But I was so fucking curious as to how far she was going to take this night.
"Thea," she said.
She used her real name. Stupid, stupid princess.
The hood of her sweatshirt fell off her head as she took another sip of the third-rate whiskey, and goddamn it, it wasn’t dark enough in here and someone was going to take a photo of us and then I’d have to break into the offices of multiple tabloids to erase everyone’s files.
But it also wasn’t dark enough to hide the way her hand clenched her drink, how frown lines popped up between her eyes. "You all right?" I had to ask, even as she decided another two gulps of demonic drink was a good idea.

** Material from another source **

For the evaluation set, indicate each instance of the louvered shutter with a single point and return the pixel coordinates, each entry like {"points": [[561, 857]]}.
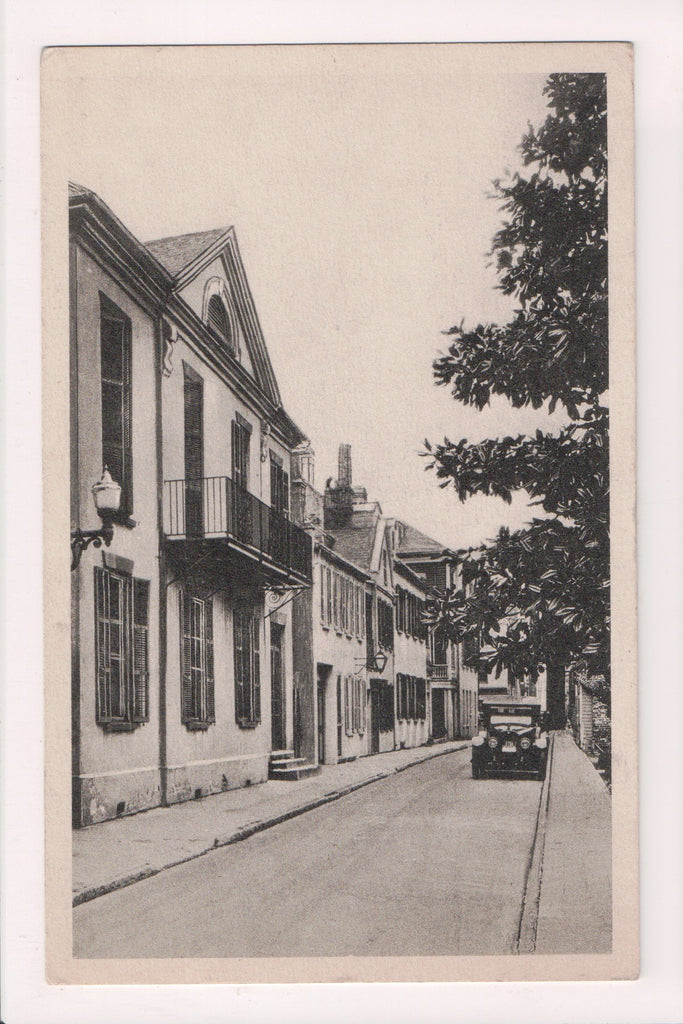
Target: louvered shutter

"I have an interview tomorrow," she said.
"For a job?" I asked.
"No. For work," she explained.
This could be a clue. Something that would lead us to someone who might know where my small-dicked brother had gone off to. But what sort of job was she even talking about? Nothing in the reconnaissance had said anything about Princess Thea working recently.
"It's a big one then?” I asked, to gently prod more information out. “You worried about your boss breathing down your neck?"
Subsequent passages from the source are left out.